The 11,000-barrel spill is no Deepwater Horizon-level disaster, but Peru and Brazil are on alert as crude oil flows into the Amazon.
Brazilian officials have put riverbank communities on alert as oil spilled from a broken pipeline upstream in Ecuador flows toward the country’s Amazon Basin.
A May 31 landslide ruptured the pipeline in the Andean foothills near the Reventador Volcano, dumping some 11,000 barrels worth — 420,000 gallons — of crude oil into the Coca River, which in turn flows into the Napo River, a major tributary of the Amazon.
As it flowed downstream, the slick temporarily contaminated the drinking water of the 80,000 people living in the Ecuadorean city of Coca.
The oil reached Peru’s Amazon Basin late last week, prompting an apology from Ecuadorean President Rafael Correa to that country “for the problems we have caused.”
How much oil would actually reach Brazil, many hundreds of miles downstream from the spill, is unclear.
Petroecuador, the national oil company that operates the pipeline, has promised a cleanup.
Though not particularly large by oil disaster standards, the spill presents a political headache for Ecuador’s third-term president, who has sought to keep the economically vital oil pumping while assuring critics of his environmental credentials.

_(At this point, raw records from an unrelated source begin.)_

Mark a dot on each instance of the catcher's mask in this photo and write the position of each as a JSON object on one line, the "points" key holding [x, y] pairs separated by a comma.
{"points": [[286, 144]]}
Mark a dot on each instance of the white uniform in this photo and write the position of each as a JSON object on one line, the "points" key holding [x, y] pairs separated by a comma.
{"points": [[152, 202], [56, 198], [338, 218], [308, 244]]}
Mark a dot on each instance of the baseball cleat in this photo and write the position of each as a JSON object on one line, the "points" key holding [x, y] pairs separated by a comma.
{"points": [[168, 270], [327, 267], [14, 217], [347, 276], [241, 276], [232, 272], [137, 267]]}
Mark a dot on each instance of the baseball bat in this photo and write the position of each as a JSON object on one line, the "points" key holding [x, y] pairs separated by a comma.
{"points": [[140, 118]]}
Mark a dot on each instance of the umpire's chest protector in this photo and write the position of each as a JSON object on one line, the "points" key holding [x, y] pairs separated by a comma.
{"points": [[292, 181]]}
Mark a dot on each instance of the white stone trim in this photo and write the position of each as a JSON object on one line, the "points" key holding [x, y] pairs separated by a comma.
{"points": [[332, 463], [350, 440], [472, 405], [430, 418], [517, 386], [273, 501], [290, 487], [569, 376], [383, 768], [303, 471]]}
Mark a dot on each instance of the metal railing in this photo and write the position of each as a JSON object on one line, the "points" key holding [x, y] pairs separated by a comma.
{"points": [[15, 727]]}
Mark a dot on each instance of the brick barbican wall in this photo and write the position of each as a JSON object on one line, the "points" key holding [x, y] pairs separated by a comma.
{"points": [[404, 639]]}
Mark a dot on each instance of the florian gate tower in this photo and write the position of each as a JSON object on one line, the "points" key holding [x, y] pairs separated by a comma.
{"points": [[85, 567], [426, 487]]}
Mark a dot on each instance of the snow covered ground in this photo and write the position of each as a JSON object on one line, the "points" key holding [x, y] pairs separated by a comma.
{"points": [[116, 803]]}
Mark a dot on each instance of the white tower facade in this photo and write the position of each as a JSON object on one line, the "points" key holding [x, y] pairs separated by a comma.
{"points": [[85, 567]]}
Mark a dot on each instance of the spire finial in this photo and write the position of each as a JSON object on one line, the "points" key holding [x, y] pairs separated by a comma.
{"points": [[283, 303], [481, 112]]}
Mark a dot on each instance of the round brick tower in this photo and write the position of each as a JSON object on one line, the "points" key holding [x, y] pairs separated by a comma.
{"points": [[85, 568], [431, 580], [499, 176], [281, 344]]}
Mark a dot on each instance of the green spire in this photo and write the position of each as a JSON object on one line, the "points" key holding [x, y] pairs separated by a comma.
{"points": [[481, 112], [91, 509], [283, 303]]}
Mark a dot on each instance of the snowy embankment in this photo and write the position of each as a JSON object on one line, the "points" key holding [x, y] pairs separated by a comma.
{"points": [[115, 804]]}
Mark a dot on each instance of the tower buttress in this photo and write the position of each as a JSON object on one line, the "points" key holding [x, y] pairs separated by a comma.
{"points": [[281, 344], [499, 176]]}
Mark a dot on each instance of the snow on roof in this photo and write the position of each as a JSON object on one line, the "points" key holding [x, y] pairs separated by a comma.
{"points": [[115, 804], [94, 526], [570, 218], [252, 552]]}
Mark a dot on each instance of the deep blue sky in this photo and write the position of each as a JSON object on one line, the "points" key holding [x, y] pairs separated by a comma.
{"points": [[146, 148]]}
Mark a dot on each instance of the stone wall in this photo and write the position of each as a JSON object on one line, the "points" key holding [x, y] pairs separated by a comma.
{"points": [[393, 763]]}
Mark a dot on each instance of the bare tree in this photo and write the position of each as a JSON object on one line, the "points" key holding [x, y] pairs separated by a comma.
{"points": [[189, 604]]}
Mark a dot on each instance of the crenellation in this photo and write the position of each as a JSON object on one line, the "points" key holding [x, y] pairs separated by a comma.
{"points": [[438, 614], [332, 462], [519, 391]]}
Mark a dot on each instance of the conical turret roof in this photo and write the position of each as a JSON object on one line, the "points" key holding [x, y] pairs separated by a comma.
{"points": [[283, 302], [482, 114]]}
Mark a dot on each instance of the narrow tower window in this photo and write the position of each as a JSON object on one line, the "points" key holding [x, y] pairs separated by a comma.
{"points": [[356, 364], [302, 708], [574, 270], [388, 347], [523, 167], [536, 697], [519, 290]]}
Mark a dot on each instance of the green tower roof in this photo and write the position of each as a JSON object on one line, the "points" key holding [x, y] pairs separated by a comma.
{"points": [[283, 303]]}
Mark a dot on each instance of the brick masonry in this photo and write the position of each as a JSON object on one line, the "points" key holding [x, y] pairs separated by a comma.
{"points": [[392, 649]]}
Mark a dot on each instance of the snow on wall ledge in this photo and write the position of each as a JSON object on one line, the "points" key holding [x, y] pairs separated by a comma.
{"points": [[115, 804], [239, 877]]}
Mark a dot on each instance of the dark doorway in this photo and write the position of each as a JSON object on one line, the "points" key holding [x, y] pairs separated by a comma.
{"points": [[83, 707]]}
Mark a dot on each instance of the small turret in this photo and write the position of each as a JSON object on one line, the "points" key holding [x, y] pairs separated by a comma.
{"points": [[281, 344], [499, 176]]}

The oil industry’s contamination of Ecuador’s tropical lowlands has fueled decades-long protests among the region’s mostly indigenous communities, which are backed by national and foreign environmental groups.
The environmental groups have pressed a lawsuit against Chevron, the US oil giant, for the dumping of some 18 billion gallons of oil extraction waste into Ecuador’s lowlands from 1964 through 1992. Chevron merged in 2001 with Texaco, which actually operated in Ecuador during those years.
A US court ruled that the lawsuit had to be pursued in Ecuador. An Ecuadorean court ruled against Chevron in 2011, ordering it to pay $18 billion in damages. Although the ruling was upheld last year by Ecuador’s appeals court, Chevron continues to contest it.
Chevron argues that it has never operated in Ecuador, that Texaco ceased operations 21 years ago and has remediated pollution it may have caused, and that the plaintiff’s US attorneys committed fraud during the gathering of evidence.
“Chevron does not believe that the Ecuador ruling is enforceable in any court that observes the rule of law,” Chevron says of the case on its website.
In comparison to Ecuador’s recent 11,000-barrel spill, the Deepwater Horizon disaster three years ago dumped 4.9 million barrels of oil into the Gulf of Mexico; the Exxon Valdez poured 257,000 barrels oil into Alaskan waters when it ran aground in 1989.
The Napo River skirts Ecuador’s Yasuni National Park, where Correa has agreed to ban drilling in exchange for $3.6 billion raised from private and public donors, or about half the value of the oil lying beneath the park. The United Nations Development Program is overseeing payment of the funds.
The Yasuni park contains one of the most biologically diverse ecosystems on the planet, but also holds an estimated 20 percent of Ecuador’s more than 7 billion barrels in proven petroleum reserves.
A member of OPEC, Ecuador produces 500,000 barrels of oil a day, most of it pumped through the Trans-Ecuadorian Oil Pipeline System and exported to US West Coast refineries and China. Petroleum provides half of Ecuador’s export income and about a third of its tax revenue.